After a finite amount of time and coffee one then come up with the answer {a=128}. That was a little bit tedious and I don’t really want to know how long one should wait on average before observing the sequence {HHTHTTTHTHHHHTTHTHTTH}.

It turns out that there is a very neat way to approach this kind of problems without solving any linear system. Apparently, this trick was discovered in the 80s by Shuo-Yen Robert Li. As often in probability, this boils down to introducing a clever martingale. Suppose that one wants to know how long it takes on average before observing the magic coin pattern {x_1x_2 \ldots x_n} of length {n \geq 1} with {x_i \in \{H,T\}} for all {1 \leq i \leq n}. To this end, one will introduce an army of gamblers, a casino, a game of chance and a martingale. The martingale {M} describes the amount of money earned by the casino. At each round (starting at round {t=1}) the casino tosses a coin and the gamblers can make bets.
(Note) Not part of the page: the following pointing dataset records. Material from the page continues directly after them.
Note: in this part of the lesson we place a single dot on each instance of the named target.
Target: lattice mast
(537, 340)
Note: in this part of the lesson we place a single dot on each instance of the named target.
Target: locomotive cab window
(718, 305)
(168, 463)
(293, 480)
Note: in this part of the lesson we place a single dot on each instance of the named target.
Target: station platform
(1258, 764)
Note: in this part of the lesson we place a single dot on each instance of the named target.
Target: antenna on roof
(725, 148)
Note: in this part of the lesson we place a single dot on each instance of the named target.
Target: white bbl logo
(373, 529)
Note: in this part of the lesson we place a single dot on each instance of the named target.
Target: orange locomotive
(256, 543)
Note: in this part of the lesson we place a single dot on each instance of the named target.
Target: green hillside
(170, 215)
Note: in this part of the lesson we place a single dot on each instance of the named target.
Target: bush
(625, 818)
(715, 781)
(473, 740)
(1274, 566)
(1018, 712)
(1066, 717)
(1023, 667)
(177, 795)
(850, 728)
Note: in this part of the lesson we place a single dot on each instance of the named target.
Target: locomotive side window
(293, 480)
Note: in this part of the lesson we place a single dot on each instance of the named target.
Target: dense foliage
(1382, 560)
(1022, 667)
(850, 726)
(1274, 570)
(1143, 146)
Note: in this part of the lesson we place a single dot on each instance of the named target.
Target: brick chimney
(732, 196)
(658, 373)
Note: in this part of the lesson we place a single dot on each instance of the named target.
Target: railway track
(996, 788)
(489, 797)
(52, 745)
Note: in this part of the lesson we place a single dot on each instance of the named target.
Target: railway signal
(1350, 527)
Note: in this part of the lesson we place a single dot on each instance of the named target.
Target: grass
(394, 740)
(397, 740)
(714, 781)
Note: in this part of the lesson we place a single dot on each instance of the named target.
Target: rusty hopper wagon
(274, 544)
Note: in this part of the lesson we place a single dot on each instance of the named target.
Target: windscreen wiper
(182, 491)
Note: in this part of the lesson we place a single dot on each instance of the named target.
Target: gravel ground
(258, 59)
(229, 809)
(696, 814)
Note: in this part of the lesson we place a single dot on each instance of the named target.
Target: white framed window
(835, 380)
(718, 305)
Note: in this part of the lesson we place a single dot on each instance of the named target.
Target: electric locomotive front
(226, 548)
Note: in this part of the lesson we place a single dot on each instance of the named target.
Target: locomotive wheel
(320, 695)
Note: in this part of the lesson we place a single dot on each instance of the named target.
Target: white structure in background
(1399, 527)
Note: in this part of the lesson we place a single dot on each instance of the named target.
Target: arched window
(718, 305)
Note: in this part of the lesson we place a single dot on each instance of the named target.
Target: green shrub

If a gambler starts betting just before round {k}, he wins if the coin shows {x_1}. If he decides to bet again at round {k+1}, he wins if the coin shows {x_2}, etc… Suppose that there are infinitely many gamblers {G_0, G_1, G_2, \ldots} and that gambler {G_k} starts betting just before round {k+1}. The game is fair in the sense that if a gambler bets an amount {A}, with probability {1/2} he gets {2A} and with probability {1/2} he losses his bet. One supposes that gambler {G_k} starts betting {1} dollar just before round {k+1} and keeps reinvesting his total capital until he either losses everything (total loss equals {1} dollar) or observes the magic coin pattern {x_1x_2 \ldots x_n} (total earning equals {2^n-1}). Indeed, the amount of money earned by the casino is a martingale and {M_0=0}. For example, {M_1=1} if the first gambler {G_0} loses his bet and {M_1=-1} if the wins. Consider the time {\tau} when the magic coin pattern first appears. This is a stopping time and the optional stopping theorem for martingales shows that {\mathbb{E}[M_{\tau}] = 0}. Indeed, one can also compute this quantity another way. By time {\tau}, all the losers have given {1} dollar to the casino. Also, if the gambler {G_k} is still in the game he has won a total amount {2^{\tau-k}-1}. in other words,

\displaystyle M_{\tau} = \tau - \sum_{j=0}^{\tau-1} 2^{\tau-k} \, \delta_j

where {\delta_j=1} if the gambler {G_j} is still in the game after the round {\tau} and {\delta_j=0} otherwise. The fundamental remark is that the quantity {\sum_{j=1}^{\tau} 2^{\tau-k+1} \, \delta_j} is not random so that {\mathbb{E}[\tau] = \sum_{j=0}^{\tau-1} 2^{\tau-k} \, \delta_j}. Indeed, right after round {\tau} one can know with certainty whether {G_{k}} is still in the game or not. Gambler {G_{\tau-k}} is in the game only if the {k} last letters of the magic word {x_1x_2 \ldots x_n} are the same as the first {k} letters. For example, if the magic word is {HHTHHTH} then the gamblers who have seen the pattern {H},{HHTH} and {HHTHHTH} at time {\tau} are still in the game when the magic word first appear. In this case this shows that {\mathbb{E}[\tau] = 2^1+2^4+2^7}.

gambler

For example, this immediately shows that we have to wait on average {2^{21}+2^1} coin tosses before observing the pattern {HHTHTTTHTHHHHTTHTHTTH}.